Chapter 13: Intermission

As the door to his quarters slid open and wished him a pleasant sleep, Chandler reflected that he was really getting to hate going to bed alone.

There were a lot of things he missed about Monica—her gung-ho, aggressive optimism, her smiles (wry, sincere, silly, way too excited, obviously-trying-to-remain-composed-but-still-way-too-excited…and so on), her cooking, her acceptance of his faults and the way she appreciated his sense of humor, for starters—but two of the big ones were going to bed next to her and waking up next to her. He'd gotten used to that reassuring presence that he could always count on to be there, then he'd had it taken away—and now he was having to get used to it being gone.

He sat down on the edge of the bed and looked around his room, at the closet door and the bare walls and the space-age contours of the surfaces.

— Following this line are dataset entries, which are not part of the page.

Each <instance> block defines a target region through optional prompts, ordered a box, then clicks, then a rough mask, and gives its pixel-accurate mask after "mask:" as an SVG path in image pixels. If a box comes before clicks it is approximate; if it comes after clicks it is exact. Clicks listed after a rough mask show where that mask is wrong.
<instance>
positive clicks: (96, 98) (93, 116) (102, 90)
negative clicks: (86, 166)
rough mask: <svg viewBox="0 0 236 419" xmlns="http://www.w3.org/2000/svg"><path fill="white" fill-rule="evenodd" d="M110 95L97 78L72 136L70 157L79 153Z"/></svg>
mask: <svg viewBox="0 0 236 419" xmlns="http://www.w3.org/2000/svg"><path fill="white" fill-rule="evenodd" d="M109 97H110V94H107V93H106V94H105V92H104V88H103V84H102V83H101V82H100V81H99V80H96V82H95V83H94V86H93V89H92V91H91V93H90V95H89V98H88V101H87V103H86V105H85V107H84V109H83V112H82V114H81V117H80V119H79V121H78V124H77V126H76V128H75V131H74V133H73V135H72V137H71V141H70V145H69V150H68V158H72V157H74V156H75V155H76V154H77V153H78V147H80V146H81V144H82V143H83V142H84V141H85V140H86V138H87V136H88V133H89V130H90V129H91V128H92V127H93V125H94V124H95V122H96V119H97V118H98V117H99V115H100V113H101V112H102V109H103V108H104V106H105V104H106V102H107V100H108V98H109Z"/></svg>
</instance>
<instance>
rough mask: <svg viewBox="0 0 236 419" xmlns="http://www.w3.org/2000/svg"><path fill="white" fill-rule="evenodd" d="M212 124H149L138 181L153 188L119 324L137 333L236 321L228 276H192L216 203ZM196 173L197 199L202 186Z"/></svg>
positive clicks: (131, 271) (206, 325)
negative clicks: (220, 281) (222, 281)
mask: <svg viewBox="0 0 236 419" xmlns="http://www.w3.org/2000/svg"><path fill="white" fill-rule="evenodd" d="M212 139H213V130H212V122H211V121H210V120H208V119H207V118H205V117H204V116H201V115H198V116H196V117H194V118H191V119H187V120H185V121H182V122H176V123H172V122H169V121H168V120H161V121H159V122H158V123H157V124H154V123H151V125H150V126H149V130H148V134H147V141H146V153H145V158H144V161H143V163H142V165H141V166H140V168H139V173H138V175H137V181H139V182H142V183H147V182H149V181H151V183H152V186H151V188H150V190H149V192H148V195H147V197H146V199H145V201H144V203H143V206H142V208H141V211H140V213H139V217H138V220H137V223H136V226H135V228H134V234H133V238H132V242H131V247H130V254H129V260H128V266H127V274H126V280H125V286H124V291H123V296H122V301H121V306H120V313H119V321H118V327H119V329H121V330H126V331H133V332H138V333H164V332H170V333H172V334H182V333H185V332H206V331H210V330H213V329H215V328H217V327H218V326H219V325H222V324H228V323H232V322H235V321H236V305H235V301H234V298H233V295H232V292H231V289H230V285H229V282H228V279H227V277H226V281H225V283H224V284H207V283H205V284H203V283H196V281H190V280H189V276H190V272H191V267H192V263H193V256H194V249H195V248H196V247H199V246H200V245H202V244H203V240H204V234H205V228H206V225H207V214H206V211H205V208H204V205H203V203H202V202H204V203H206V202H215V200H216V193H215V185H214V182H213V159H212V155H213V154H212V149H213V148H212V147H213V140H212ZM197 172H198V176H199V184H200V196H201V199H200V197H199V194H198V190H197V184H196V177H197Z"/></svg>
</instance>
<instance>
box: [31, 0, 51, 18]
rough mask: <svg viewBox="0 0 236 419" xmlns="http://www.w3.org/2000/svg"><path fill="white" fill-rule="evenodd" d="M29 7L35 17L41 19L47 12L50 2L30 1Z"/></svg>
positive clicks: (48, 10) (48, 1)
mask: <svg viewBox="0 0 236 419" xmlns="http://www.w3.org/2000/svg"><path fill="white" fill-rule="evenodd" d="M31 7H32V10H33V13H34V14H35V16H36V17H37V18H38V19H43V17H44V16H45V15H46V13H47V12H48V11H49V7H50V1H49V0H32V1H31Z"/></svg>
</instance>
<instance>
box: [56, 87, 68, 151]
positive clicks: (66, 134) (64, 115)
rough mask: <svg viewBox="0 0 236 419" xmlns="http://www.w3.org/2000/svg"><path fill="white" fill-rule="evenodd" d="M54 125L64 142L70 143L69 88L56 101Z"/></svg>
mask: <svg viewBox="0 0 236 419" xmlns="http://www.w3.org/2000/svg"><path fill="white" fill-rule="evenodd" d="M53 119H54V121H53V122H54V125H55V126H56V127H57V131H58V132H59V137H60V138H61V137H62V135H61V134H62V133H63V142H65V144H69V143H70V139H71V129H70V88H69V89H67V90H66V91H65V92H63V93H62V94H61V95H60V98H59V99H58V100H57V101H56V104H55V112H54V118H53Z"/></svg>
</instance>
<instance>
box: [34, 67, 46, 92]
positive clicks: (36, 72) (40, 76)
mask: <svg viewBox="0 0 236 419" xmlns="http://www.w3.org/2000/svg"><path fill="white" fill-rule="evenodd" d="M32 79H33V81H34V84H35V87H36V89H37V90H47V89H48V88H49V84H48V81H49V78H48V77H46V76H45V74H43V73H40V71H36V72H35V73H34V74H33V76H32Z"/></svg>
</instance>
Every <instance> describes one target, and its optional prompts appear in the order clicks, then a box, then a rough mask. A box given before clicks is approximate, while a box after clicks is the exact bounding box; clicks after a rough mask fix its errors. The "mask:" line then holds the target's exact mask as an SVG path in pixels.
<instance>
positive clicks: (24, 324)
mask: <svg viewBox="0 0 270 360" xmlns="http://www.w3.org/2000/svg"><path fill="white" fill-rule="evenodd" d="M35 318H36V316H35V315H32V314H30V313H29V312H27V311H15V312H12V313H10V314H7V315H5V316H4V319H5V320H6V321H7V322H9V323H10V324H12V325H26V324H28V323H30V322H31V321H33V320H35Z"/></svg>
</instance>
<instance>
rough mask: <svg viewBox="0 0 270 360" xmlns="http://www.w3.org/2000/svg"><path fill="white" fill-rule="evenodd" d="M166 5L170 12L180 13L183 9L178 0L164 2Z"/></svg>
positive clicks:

In Lorz's ship, he'd had a window that looked out into the black of space, and sometimes that helped him get to sleep. Of course, he couldn't make out anything other than blinking clusters of stars and maybe little dots of planets in the void, but he liked to look out in the window and wonder if he wasn't at least looking in the direction of where Monica would be if they were in the same universe. Looking in the direction of where the Earth used to be. He wondered if there had been a Chandler and a Monica in this universe, and if they had gone to London before the Earth had been demolished.

He looked at the windowless cold-white walls of the Heart of Gold and sighed.

He went to bed that night without telling anyone how much it hurt to go to bed alone, without another human presence even in the same room.

If this chapter doesn't have any jokes in it, it's because being separated from your loved ones in a cold uncaring universe isn't funny.